中嶋 一郎氏(以下、中嶋) 当社は、今年で創業329年目を迎えました。そして、創業から350周年を迎える2041年には、”木の価値を高める”技術で世界一となり、世界に冠たる企業となることを目指しています。この目標を多くの方々に具体的にご理解いただくために策定したものが「W350計画」です。
当社は創業時から再生可能な自然素材である木を活用し、持続可能な社会の実現を目指してきました。その中で建築の世界においては可能な限り木造建築物を多く建て、木材で二酸化炭素を吸収・固定し街に森をつくっていきたい。これを我々は「環境木化都市」と呼んでいます。

「W350計画」のイメージ図
――「W350計画」の進捗状況は。
中嶋 「W350計画」の発表からほぼ2年半が経過しました。14階建てのビルを建てる際には、2時間火にさらされても構造躯体に影響を及ぼさない部材が必要ですが、これが15階建てビルとなると、3時間耐火構造部材が必要になります。
現在、当社では2時間耐火構造部材については大臣認定のための試験に合格し、3時間耐火構造部材についても既にメドがついています。また、具体的には申し上げられませんが、100クラスのハイブリッド木造建築の構造関係に関しても、検討を行っている段階です。
実証実験も進んでおり、2019年10月には15mを超える木造ビル「筑波研究所新研究棟」が完成し、350mの木造超高層建築物を実現するためのさまざまな要素技術を導入し、基礎的な検証をしました。

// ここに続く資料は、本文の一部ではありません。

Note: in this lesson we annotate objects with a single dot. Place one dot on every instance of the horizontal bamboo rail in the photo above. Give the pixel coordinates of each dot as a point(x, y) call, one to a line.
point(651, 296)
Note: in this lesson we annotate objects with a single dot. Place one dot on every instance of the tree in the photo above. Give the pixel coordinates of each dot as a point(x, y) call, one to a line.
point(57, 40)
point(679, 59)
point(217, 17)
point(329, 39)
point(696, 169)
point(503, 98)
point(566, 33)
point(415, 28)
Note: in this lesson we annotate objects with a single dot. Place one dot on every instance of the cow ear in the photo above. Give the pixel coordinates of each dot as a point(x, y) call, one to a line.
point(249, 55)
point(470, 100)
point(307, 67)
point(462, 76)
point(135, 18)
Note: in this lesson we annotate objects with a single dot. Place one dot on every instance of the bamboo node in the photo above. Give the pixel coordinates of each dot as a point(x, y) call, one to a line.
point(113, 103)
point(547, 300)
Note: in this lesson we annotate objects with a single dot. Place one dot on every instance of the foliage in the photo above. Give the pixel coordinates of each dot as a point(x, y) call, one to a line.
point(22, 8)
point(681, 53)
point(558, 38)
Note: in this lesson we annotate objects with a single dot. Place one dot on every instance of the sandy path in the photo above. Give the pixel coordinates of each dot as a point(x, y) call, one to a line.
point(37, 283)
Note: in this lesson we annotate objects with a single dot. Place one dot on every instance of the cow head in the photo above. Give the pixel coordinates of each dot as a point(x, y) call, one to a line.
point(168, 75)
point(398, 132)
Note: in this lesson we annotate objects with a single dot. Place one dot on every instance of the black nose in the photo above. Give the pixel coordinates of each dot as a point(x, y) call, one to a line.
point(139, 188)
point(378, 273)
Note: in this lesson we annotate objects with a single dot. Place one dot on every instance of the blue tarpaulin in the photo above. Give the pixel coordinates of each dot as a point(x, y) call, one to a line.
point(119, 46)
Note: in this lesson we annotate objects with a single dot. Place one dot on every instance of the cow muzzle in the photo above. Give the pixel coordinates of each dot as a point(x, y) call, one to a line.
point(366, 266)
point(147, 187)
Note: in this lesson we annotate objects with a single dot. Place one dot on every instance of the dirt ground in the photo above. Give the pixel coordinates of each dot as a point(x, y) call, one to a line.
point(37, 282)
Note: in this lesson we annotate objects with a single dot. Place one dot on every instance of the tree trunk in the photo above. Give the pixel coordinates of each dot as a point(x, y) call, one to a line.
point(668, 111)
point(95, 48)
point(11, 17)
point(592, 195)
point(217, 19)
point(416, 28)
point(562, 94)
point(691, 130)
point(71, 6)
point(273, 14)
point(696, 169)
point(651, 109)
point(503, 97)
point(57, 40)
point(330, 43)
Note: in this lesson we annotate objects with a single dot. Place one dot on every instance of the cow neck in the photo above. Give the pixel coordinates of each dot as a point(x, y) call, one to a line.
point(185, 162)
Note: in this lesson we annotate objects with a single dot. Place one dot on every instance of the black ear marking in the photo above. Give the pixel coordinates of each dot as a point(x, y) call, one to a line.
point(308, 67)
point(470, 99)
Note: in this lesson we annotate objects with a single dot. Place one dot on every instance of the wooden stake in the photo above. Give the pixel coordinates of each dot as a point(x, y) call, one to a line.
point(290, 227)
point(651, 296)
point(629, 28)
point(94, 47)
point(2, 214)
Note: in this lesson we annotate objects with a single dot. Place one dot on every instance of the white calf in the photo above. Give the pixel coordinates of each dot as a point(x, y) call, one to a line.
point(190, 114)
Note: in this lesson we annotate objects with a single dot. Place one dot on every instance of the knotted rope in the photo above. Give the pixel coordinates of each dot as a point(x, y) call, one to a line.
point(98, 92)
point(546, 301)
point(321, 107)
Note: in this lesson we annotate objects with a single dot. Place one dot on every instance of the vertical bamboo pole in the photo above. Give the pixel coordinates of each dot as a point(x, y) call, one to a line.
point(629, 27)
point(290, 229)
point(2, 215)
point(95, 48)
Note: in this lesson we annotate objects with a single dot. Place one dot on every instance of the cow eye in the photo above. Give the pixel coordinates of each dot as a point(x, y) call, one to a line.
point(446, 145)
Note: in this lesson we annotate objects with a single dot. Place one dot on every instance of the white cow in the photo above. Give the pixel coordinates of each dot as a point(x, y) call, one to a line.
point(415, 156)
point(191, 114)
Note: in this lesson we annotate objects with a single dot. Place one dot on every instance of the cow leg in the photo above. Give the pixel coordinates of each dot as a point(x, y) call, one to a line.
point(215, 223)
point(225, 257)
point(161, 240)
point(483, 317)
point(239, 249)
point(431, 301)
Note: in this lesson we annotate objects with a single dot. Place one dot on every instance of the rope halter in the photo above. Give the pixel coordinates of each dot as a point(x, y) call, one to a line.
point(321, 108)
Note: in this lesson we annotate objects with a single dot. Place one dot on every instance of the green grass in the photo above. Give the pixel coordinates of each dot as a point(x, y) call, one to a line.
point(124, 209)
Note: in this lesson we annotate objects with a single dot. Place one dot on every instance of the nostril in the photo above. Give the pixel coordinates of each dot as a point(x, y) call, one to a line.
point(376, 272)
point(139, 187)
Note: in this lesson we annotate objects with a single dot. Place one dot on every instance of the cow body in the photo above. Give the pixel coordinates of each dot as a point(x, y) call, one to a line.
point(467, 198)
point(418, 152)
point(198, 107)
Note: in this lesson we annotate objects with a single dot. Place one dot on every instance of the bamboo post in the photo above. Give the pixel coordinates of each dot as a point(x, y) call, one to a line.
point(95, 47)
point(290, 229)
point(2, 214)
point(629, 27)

この新研究棟を礎と位置づけ、現在は具体的な第一歩として、20~30m級のハイブリッド木造建築を施工するための土地も探しており、こちらもほぼメドがつきつつあります。
――要素技術のポイントは。
中嶋 高さ350mの超高層建築物を、純粋な木造で実現できるとは考えていません。適材適所の考えで、木を中心にしつつ、必要な部分は鋼材やRCを配置する想定です。主材料の組み合わせや、組み合わせた部材同士をいかにより強くコネクションするかが、この計画の要素技術になり、現在はそれぞれ動きの異なる主材料同士を合わせての挙動試験を実施し、強度の分析を行っている段階です。

完成した「筑波研究所新研究棟」でさまざまな要素技術を導入
かつ、外部周りに対しても、木と緑を活かすための緑化技術を導入します。たとえば、昨今では温暖化の影響でゲリラ豪雨やモンスター台風が日本を襲うなど、大変厳しい気象状況に晒されていますが、100mや350mでの植栽の施工方法を机上の計算数値をもとに検討しています。現在、15mの新研究棟で植栽の要素技術を実用化し、今度は20~30m級の建築物でブラッシュアップし、確認していく予定です。